In vitro expression of the HIV-2 genomic RNA is controlled by three distinct internal ribosome entry segments that are regulated by the HIV protease and the Gag polyprotein

Keywords: HIV, translation initiation, Gag, IRES, HIV protease

Gag translation is driven by three IRES located within the coding region

We have previously shown that translation of the HIV-2 genomic RNA from the authentic AUG1 site (producing p57) occurs by internal entry of the ribosomes on an IRES sequence which has the unique ability to load ribosomes upstream of its core sequence (Herbreteau et al. 2005).

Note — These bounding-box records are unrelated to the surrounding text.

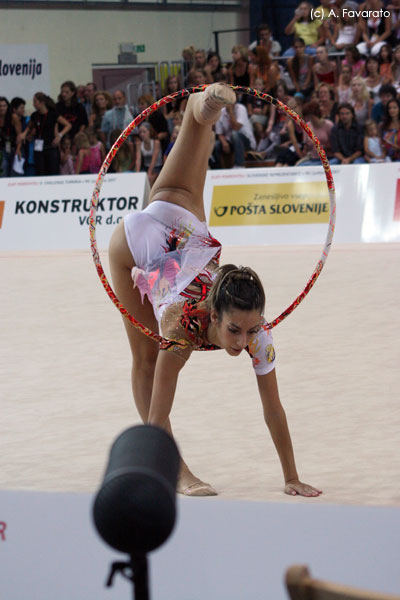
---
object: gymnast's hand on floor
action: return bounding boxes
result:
[285,479,322,496]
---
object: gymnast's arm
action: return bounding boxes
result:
[149,348,192,427]
[257,369,321,496]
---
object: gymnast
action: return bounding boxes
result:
[109,83,321,496]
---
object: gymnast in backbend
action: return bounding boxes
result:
[109,83,321,496]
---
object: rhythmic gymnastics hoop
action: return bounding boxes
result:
[89,85,336,344]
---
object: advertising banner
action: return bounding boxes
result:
[0,44,50,102]
[0,173,149,250]
[204,163,400,245]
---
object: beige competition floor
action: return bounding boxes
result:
[0,244,400,505]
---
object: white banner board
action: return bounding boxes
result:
[204,163,400,245]
[0,44,50,102]
[0,173,149,250]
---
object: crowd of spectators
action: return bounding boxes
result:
[0,0,400,182]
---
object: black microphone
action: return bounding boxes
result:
[93,425,180,557]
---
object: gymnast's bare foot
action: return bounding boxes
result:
[176,465,218,496]
[194,82,236,124]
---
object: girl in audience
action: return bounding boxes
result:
[365,56,383,104]
[20,92,72,175]
[350,77,374,127]
[60,135,76,175]
[228,44,250,87]
[364,119,390,163]
[337,65,352,104]
[287,38,313,97]
[378,44,393,83]
[382,99,400,161]
[89,90,114,144]
[249,46,279,93]
[136,123,163,185]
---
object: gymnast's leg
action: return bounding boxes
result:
[150,83,236,221]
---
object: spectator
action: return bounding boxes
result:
[378,44,393,83]
[136,123,163,185]
[249,46,279,92]
[287,38,313,97]
[357,0,392,56]
[215,102,256,167]
[0,96,22,177]
[330,4,361,52]
[364,121,390,163]
[371,83,397,124]
[342,46,365,77]
[89,91,114,143]
[271,98,304,167]
[56,81,88,139]
[101,90,134,148]
[110,129,135,173]
[337,65,351,104]
[138,94,169,152]
[382,99,400,162]
[21,92,72,175]
[312,46,338,88]
[204,52,228,83]
[301,100,333,167]
[283,2,325,57]
[330,103,365,165]
[350,77,374,127]
[365,56,383,104]
[392,45,400,93]
[60,135,76,175]
[228,44,250,87]
[249,23,282,57]
[162,75,187,131]
[316,83,338,123]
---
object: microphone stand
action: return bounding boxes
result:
[106,554,150,600]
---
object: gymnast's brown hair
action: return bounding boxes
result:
[207,264,265,319]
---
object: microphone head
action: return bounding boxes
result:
[93,425,180,556]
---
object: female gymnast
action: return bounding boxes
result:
[109,83,321,496]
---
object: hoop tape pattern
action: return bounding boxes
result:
[89,85,336,342]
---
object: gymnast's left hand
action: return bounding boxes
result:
[285,479,322,497]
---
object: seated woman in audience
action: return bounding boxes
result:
[378,44,393,83]
[342,46,365,77]
[287,38,314,97]
[364,120,390,163]
[312,46,338,88]
[330,10,361,52]
[89,90,114,144]
[337,65,352,104]
[0,96,22,177]
[382,99,400,161]
[136,123,163,185]
[364,56,383,104]
[391,45,400,93]
[56,81,88,139]
[249,46,280,93]
[357,0,392,56]
[300,100,333,167]
[161,75,187,131]
[20,92,71,175]
[350,77,374,127]
[204,52,228,83]
[316,83,338,123]
[271,98,304,167]
[228,44,250,87]
[283,2,325,57]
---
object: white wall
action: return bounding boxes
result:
[0,9,244,100]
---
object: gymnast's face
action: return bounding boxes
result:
[211,308,262,356]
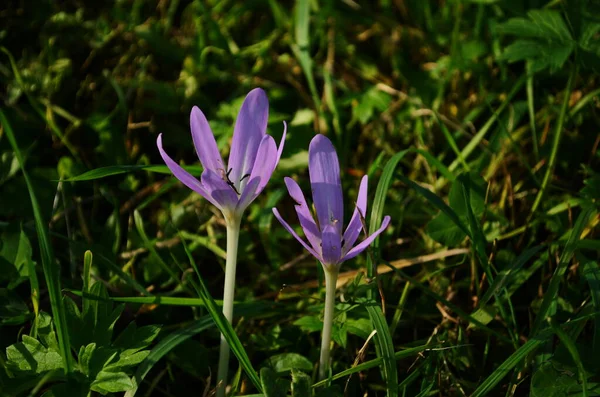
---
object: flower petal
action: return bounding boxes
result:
[236,177,260,213]
[156,134,220,208]
[190,106,227,172]
[228,88,269,191]
[273,208,323,262]
[284,177,321,252]
[202,169,239,210]
[342,175,369,255]
[275,121,287,166]
[322,225,342,265]
[308,134,344,235]
[342,216,391,261]
[250,135,277,197]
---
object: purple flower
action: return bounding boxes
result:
[156,88,287,218]
[273,135,390,270]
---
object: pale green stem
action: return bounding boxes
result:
[217,217,240,397]
[319,266,338,379]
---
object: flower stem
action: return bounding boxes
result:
[217,217,240,397]
[319,266,338,379]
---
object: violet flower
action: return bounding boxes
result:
[156,88,287,397]
[156,88,287,221]
[273,135,390,378]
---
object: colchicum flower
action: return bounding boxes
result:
[156,88,287,221]
[273,135,390,378]
[273,135,390,270]
[156,88,287,397]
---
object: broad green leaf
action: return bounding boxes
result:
[104,350,150,372]
[31,312,58,351]
[77,343,96,376]
[0,110,73,373]
[425,213,467,247]
[267,353,313,373]
[6,335,63,374]
[497,9,572,43]
[0,288,31,326]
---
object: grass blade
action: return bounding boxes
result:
[471,331,553,397]
[313,343,437,388]
[0,109,73,374]
[530,208,594,335]
[583,261,600,355]
[479,245,544,306]
[181,230,262,392]
[64,165,202,182]
[366,150,409,396]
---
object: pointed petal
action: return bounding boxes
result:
[343,216,391,261]
[273,208,323,262]
[228,88,269,191]
[190,106,227,172]
[156,134,220,208]
[284,177,321,252]
[322,225,342,265]
[275,121,287,166]
[202,169,239,210]
[308,135,344,235]
[236,177,260,213]
[250,135,277,196]
[342,175,369,254]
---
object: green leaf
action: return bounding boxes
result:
[90,371,134,395]
[498,9,576,72]
[77,343,96,376]
[104,350,150,372]
[581,174,600,199]
[260,368,290,397]
[267,353,313,373]
[292,370,312,397]
[530,361,600,397]
[0,228,32,277]
[64,165,203,182]
[6,335,63,374]
[471,331,552,397]
[583,261,600,355]
[497,9,572,43]
[113,322,161,355]
[0,288,31,325]
[31,312,58,351]
[0,110,73,373]
[530,208,595,335]
[425,213,467,247]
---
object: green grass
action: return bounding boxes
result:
[0,0,600,397]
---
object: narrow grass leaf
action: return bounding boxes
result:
[479,245,544,306]
[552,323,588,397]
[398,175,471,237]
[312,343,437,388]
[471,331,553,397]
[64,165,202,182]
[530,208,594,336]
[182,232,262,392]
[583,261,600,355]
[0,110,73,373]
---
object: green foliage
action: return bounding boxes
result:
[0,0,600,397]
[6,270,160,396]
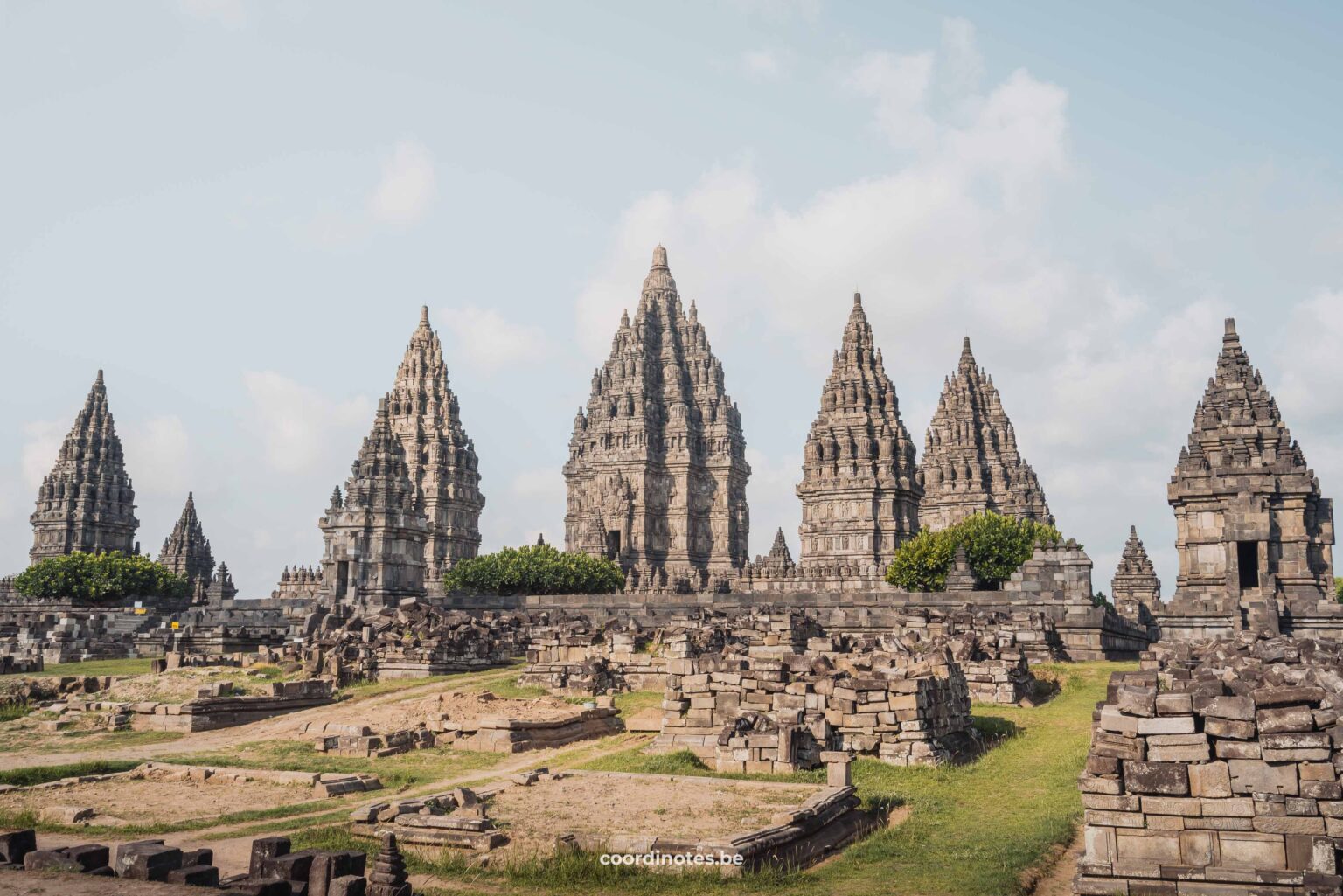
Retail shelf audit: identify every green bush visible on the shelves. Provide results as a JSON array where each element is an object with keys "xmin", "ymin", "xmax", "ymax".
[
  {"xmin": 443, "ymin": 544, "xmax": 624, "ymax": 594},
  {"xmin": 13, "ymin": 551, "xmax": 191, "ymax": 605},
  {"xmin": 887, "ymin": 511, "xmax": 1062, "ymax": 591}
]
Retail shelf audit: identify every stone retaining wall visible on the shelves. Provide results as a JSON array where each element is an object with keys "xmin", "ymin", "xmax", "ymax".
[{"xmin": 1075, "ymin": 634, "xmax": 1343, "ymax": 896}]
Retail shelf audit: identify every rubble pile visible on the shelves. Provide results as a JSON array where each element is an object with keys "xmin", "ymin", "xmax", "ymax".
[
  {"xmin": 654, "ymin": 650, "xmax": 975, "ymax": 773},
  {"xmin": 1075, "ymin": 633, "xmax": 1343, "ymax": 896},
  {"xmin": 296, "ymin": 601, "xmax": 528, "ymax": 685}
]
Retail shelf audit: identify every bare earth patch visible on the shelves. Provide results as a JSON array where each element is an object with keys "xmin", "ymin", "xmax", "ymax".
[
  {"xmin": 296, "ymin": 691, "xmax": 581, "ymax": 731},
  {"xmin": 101, "ymin": 666, "xmax": 281, "ymax": 703},
  {"xmin": 0, "ymin": 776, "xmax": 313, "ymax": 825},
  {"xmin": 489, "ymin": 775, "xmax": 824, "ymax": 860}
]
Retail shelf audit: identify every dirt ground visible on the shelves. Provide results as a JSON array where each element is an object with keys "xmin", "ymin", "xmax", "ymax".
[
  {"xmin": 489, "ymin": 774, "xmax": 822, "ymax": 858},
  {"xmin": 1030, "ymin": 831, "xmax": 1085, "ymax": 896},
  {"xmin": 307, "ymin": 691, "xmax": 579, "ymax": 733},
  {"xmin": 0, "ymin": 776, "xmax": 313, "ymax": 825}
]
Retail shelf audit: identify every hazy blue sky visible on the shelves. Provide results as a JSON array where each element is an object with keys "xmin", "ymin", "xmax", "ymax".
[{"xmin": 0, "ymin": 0, "xmax": 1343, "ymax": 596}]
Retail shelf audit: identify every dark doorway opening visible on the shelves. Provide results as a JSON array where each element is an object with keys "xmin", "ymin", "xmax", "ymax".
[
  {"xmin": 1235, "ymin": 541, "xmax": 1258, "ymax": 590},
  {"xmin": 336, "ymin": 560, "xmax": 349, "ymax": 598}
]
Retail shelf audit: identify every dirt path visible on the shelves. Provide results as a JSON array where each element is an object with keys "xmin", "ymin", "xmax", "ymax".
[
  {"xmin": 0, "ymin": 669, "xmax": 517, "ymax": 770},
  {"xmin": 1027, "ymin": 830, "xmax": 1084, "ymax": 896}
]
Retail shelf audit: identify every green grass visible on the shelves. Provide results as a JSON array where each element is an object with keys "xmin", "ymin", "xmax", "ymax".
[
  {"xmin": 0, "ymin": 759, "xmax": 140, "ymax": 788},
  {"xmin": 0, "ymin": 799, "xmax": 341, "ymax": 838},
  {"xmin": 10, "ymin": 660, "xmax": 152, "ymax": 678},
  {"xmin": 157, "ymin": 740, "xmax": 508, "ymax": 788},
  {"xmin": 0, "ymin": 716, "xmax": 185, "ymax": 753},
  {"xmin": 400, "ymin": 663, "xmax": 1133, "ymax": 896}
]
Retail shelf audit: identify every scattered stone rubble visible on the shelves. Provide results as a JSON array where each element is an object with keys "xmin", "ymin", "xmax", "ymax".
[
  {"xmin": 1075, "ymin": 633, "xmax": 1343, "ymax": 896},
  {"xmin": 129, "ymin": 678, "xmax": 334, "ymax": 733},
  {"xmin": 291, "ymin": 601, "xmax": 526, "ymax": 685},
  {"xmin": 654, "ymin": 649, "xmax": 975, "ymax": 774},
  {"xmin": 349, "ymin": 768, "xmax": 504, "ymax": 851}
]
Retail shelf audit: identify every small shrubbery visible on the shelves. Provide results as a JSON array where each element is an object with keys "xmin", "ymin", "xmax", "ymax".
[
  {"xmin": 13, "ymin": 551, "xmax": 191, "ymax": 605},
  {"xmin": 887, "ymin": 511, "xmax": 1062, "ymax": 591},
  {"xmin": 443, "ymin": 544, "xmax": 624, "ymax": 594}
]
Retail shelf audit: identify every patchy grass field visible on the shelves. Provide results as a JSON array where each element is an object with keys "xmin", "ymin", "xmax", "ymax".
[
  {"xmin": 303, "ymin": 663, "xmax": 1117, "ymax": 896},
  {"xmin": 10, "ymin": 658, "xmax": 153, "ymax": 678},
  {"xmin": 156, "ymin": 739, "xmax": 509, "ymax": 790}
]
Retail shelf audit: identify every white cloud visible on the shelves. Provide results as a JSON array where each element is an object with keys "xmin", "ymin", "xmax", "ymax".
[
  {"xmin": 435, "ymin": 305, "xmax": 549, "ymax": 371},
  {"xmin": 243, "ymin": 371, "xmax": 373, "ymax": 473},
  {"xmin": 576, "ymin": 22, "xmax": 1299, "ymax": 590},
  {"xmin": 177, "ymin": 0, "xmax": 247, "ymax": 28},
  {"xmin": 937, "ymin": 17, "xmax": 985, "ymax": 98},
  {"xmin": 121, "ymin": 413, "xmax": 195, "ymax": 498},
  {"xmin": 22, "ymin": 420, "xmax": 70, "ymax": 495},
  {"xmin": 737, "ymin": 50, "xmax": 784, "ymax": 80},
  {"xmin": 369, "ymin": 140, "xmax": 434, "ymax": 223},
  {"xmin": 846, "ymin": 51, "xmax": 936, "ymax": 149}
]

This is rendered possible by a region of 50 nucleotides located just downstream from the first AUG (position +548) that forms a long range RNA interaction and was shown to be critical for initiation at the authentic initiation site (Herbreteau et al. 2005). However, the mechanism by which initiating ribosomes are able to access the two other downstream AUG sites (positions +746 and +899) remained to be determined as well as the role of the 5′-UTR in the overall translation mechanism of the wild type genomic RNA.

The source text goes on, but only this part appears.